In the end, website builders are best for conventional websites.
For example a website builder is perfect for small businesses, ecommerce websites, portfolios, podcast websites and personal websites.
Website builders are less ideal for unconventional or complex websites.
For example — it wouldn’t make sense to build an entire universities website using a website builder.
Why use a website builder?
If you’re a beginner, you might choose a website builder because they have powerful functionality and intuitive drag-and-drop editors.
If you’re an advanced user, you might choose a website builder because they just work. You don’t have to spend time setting up a web host, configuring a domain name or keeping a content management system up to date. Everything just works.
How much design flexibility do you need?
Some website builders are easier to use than others— the tradeoff for ease of use is often design flexibility.
The easiest website builders tend to have limited customization options. Website builders with steep learning curves (for example Webflow) tend to have much more flexible customization options:
How much time do you want to invest in building your website?
Building a website takes time.
Try to be realistic with yourself: how much time do you really want to invest in tweaking and building your website?
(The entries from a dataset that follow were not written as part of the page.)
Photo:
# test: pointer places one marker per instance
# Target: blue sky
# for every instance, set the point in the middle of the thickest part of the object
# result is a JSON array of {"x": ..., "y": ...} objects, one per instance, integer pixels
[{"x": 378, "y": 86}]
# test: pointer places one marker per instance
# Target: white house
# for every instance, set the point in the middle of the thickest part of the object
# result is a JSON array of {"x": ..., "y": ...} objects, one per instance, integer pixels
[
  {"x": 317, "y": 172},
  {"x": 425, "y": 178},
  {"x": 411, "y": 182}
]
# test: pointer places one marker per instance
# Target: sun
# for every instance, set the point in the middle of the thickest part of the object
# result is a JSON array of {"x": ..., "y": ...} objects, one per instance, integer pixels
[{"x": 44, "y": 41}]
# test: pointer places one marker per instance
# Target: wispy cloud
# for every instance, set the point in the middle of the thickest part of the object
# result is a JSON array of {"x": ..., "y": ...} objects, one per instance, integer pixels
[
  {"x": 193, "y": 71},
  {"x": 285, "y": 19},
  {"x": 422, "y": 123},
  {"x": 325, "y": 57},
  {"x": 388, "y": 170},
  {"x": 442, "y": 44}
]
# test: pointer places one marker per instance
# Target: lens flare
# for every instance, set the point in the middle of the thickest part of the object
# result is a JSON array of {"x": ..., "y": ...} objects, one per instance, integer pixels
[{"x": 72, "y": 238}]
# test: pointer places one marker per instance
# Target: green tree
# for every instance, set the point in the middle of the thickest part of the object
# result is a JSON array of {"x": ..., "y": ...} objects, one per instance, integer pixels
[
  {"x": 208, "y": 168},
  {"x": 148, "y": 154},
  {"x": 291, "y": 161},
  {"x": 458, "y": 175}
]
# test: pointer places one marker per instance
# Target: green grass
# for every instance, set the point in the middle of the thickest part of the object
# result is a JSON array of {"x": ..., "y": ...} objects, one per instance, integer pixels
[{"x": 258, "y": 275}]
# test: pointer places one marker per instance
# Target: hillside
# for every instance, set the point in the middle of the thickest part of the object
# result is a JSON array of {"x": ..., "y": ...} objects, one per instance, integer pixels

Remember your website is not a work of art. It has a purpose and a goal. And sometimes the best way to accomplish that goal is to quickly choose a template, add content and launch.
You don’t need necessarily need to invest too much time!
Should I just use a website builder, or hire a web designer?
Think of a custom website design as a luxury item.
If you’re going to hire a professional website designer, make sure you have a budget of at least a few thousand dollars (plus ongoing costs).
Avoid trying to find someone cheap.
You need a web designer who you can rely on years to come. I have talked to so many people who hired someone cheap who just stopped their business after a few years.
Even though website builders are DIY tools, there are many freelancers who work with website builders and can help bring your business online.
You should expect your costs to rise considerably if you hire a good web designer— though I would caution against hiring a cheap web designer to create your website. Hire a professional who can deliver high-quality service and be there when you need them.
How popular are website builders?
Website builders are increasingly one of the most popular ways to create a website.
There are two ways we can look at this:
1. Market Share
The most popular way to build a website is to use WordPress. According to BuiltWith, there are over 30 million active WordPress websites (source).
By comparison, there are approximately 10 million active websites built with a website builder (source).
Market share isn’t a perfect measure because WordPress is free — while many website builders (for example, Squarespace) are not free.
2. Google Trends
Another way to measure website builder popularity is through Google Trends.
Google Trends compares the popularity of different search terms — and if compare Wix, Squarespace and WordPress, we can see that if you combine Wix and Squarespace, they are actually trending higher than WordPress:
WordPress is almost certainly the most popular way to build a website — but these days, website builders are not far behind.
What are the most popular website builders?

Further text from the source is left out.